Razadyne ER Side Effects Center

What Is Razadyne ER?

Razadyne ER (galantamine hydrobromide) is a cholinesterase inhibitor that works by restoring the balance of certain natural substances (neurotransmitters) in the brain used to treat mild to moderate dementia caused by Alzheimer's disease. Razadyne ER is available in generic form.

What Are Side Effects of Razadyne ER?

Common side effects of Razadyne ER include:

• nausea,
• vomiting,
• stomach pain,
• diarrhea,
• dizziness,
• loss of appetite,
• weight loss,
• tiredness,
• drowsiness,
• headache,
• blurred vision,
• runny nose,
• depression,
• sleep problems (insomnia), and
• unusual or unpleasant taste in your mouth.

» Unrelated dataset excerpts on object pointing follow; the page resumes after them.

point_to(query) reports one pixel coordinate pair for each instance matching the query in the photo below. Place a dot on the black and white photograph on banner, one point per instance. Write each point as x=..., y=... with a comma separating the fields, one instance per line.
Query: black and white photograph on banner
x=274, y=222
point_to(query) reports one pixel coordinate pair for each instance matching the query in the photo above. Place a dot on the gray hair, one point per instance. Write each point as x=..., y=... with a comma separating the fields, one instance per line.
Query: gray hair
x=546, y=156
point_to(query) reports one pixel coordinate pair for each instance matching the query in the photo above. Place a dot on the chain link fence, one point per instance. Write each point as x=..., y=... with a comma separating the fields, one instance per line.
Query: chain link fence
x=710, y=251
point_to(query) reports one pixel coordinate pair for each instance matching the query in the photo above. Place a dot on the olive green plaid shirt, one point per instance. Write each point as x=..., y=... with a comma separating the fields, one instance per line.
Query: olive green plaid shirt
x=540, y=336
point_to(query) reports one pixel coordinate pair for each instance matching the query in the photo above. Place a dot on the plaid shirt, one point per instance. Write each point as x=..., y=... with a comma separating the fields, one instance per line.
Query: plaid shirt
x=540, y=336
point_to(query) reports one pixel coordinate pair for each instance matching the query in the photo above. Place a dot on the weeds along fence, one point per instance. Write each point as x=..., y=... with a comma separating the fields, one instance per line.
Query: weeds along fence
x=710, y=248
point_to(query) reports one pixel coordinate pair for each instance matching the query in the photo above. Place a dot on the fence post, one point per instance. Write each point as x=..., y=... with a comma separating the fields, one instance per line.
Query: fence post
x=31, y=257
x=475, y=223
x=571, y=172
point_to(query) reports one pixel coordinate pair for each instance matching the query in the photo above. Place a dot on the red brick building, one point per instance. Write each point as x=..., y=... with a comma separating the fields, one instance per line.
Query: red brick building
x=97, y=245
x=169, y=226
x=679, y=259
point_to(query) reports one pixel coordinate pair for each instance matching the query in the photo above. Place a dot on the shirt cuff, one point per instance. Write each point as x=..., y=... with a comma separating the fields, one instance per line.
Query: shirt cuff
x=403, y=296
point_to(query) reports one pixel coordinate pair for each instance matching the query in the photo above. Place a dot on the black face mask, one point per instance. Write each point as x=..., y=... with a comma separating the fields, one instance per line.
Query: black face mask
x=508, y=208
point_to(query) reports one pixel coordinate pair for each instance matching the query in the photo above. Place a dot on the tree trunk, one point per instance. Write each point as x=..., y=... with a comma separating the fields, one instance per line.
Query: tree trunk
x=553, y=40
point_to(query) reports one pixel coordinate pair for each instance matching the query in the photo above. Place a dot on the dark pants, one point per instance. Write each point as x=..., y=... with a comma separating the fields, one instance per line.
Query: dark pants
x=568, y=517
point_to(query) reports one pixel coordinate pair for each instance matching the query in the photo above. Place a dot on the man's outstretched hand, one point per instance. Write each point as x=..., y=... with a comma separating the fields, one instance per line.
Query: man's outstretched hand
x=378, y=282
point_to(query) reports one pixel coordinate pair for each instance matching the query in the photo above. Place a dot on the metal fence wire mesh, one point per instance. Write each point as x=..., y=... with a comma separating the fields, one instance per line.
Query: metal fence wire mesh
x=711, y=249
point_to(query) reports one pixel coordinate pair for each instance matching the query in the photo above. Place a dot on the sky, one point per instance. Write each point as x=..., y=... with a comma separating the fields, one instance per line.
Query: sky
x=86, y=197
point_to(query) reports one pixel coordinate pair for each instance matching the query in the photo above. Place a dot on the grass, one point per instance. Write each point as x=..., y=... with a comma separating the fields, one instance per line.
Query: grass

Tell your doctor if you have any serious side effects of Razadyne ER including:

• fainting,
• unusually slow heartbeat, or
• difficult urination.

Dosage for Razadyne ER

The recommended starting dose of Razadyne ER is 8 mg/day. The dose should be increased to the initial maintenance dose of 16 mg/day after a minimum of 4 weeks. A further increase to 24 mg/day should be attempted after a minimum of 4 weeks at 16 mg/day.

What Drugs, Substances, or Supplements Interact with Razadyne ER?

Razadyne ER may interact with atropine, belladonna, clidinium, dicyclomine, glycopyrrolate, hyoscyamine, ketoconazole, mepenzolate, methantheline, methscopolamine, paroxetine, propantheline, or scopolamine. Tell your doctor all medications you use.

Razadyne ER During Pregnancy and Breastfeeding

Razadyne ER should be used only when prescribed during pregnancy. It is unknown if this drug passes into breast milk. Consult your doctor before breastfeeding.

Additional Information

Our Razadyne ER (galantamine hydrobromide) Side Effects Drug Center provides a comprehensive view of available drug information on the potential side effects when taking this medication.

 

Razadyne ER Consumer Information

Get emergency medical help if you have signs of an allergic reaction: hives; difficulty breathing; swelling of your face, lips, tongue, or throat.

Galantamine can cause serious skin reactions. Stop using this medicine and call your doctor at once if you have the first signs of any skin rash, no matter how mild.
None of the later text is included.